• use python 3+

• Please read this readme correctly to understand the functioning and assumptions made by the program.

• testcase.txt is provided. Please enter the values given in the txt file for checking for various cases if you want to use them.

• Please insert the correct input as asked by the program. Do not enter wrong inputs program will crash.

• The code is commented refer to it for any doubts.

• The code implements the algorithm as discussed in class

• The input for matrix A and B should ignore these condition: x_1>=0,x_2>=0,x_3>=0 ..... These conditions are automatically inserted in the A and B matrix

• degeneracy is solved using bland's rule

• The degenerate.simplex.py file handles the degenerate examples and also outputs wether the solution is unbounded or infeasible.

• The simplex.py file handles non degenerate examples and also outputs wether the solution is unbounded or infeasible

• Do not enter degenerate question in the simplex.py file the program will crash.

• The program implements simplex algorithm according to notes taught.

  AX <=B and maximize CX

• choose x to be the initial feasible solution
• find A' and A'' given A'X = b' and A''X < b''
• find neighbour vectors given by the columns of the negative of inverse of A'
• Check which neighbours will give greater cost if C(x_i - x) > 0 and choose the neighbour that gives the max cost
• Then find the neighbour point given by x' = x + tv_i v_i is the vector containing the direction of the selected neighbour
• to find the value of t t = min over s ( (b_s - (A_s)x)/ ((A_s)v_i) ) s ranges over the rows of A'' and the corresponding b values
• set x = x' and repeat the steps until not neighbour that gives greater cost is found
• To solve degeneracy blands rule is used

Note :

• If all the values in the vector B are positive then [0,0,0,....] is chosen as initial feasible solution
• if any value in the vector B is negative two phase method is used which uses the same simplex algorithm more details given below

If any value in b vector is negative then [0,0,...] is not a feasible solution. In order to find the feasible solution
we use two phase method in the first phase the initial feasible solution is found using the same simplex algorithm and in the second phase using the obtained solution
of the previous phase as initial feasible solution we again run the simplex algorithm with original constraints.
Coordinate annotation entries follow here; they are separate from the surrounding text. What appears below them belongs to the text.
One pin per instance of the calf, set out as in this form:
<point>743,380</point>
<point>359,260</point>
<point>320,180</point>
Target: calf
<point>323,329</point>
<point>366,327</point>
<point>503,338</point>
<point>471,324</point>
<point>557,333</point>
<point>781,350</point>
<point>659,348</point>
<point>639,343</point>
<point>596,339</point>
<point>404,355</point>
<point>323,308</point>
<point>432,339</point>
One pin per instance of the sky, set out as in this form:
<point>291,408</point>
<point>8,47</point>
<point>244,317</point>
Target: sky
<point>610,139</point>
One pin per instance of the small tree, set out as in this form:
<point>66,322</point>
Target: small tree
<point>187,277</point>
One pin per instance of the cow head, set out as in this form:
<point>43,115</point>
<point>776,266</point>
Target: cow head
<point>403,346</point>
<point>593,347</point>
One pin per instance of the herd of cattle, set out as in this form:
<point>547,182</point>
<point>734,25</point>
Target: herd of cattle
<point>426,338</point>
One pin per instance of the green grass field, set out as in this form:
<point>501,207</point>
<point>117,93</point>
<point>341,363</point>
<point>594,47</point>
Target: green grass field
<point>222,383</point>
This gives the correct solution.

For the first phase to work:

we change the constraints.

New objective function :->   maximize  -x_0   where x_0 is the artificial variable/dimension introduced

New constraits :->    AX - X_0 <= B  where X_0 is the vector of shape (number of rows in A,1) so X_0 = [[x_0],[x_0],...] 
                    and  x_0 >= 0

    and the initial feasible solution for this phase is where x_1,x_2,... is set to zeros and x_0 is set to the absolute value of min(B)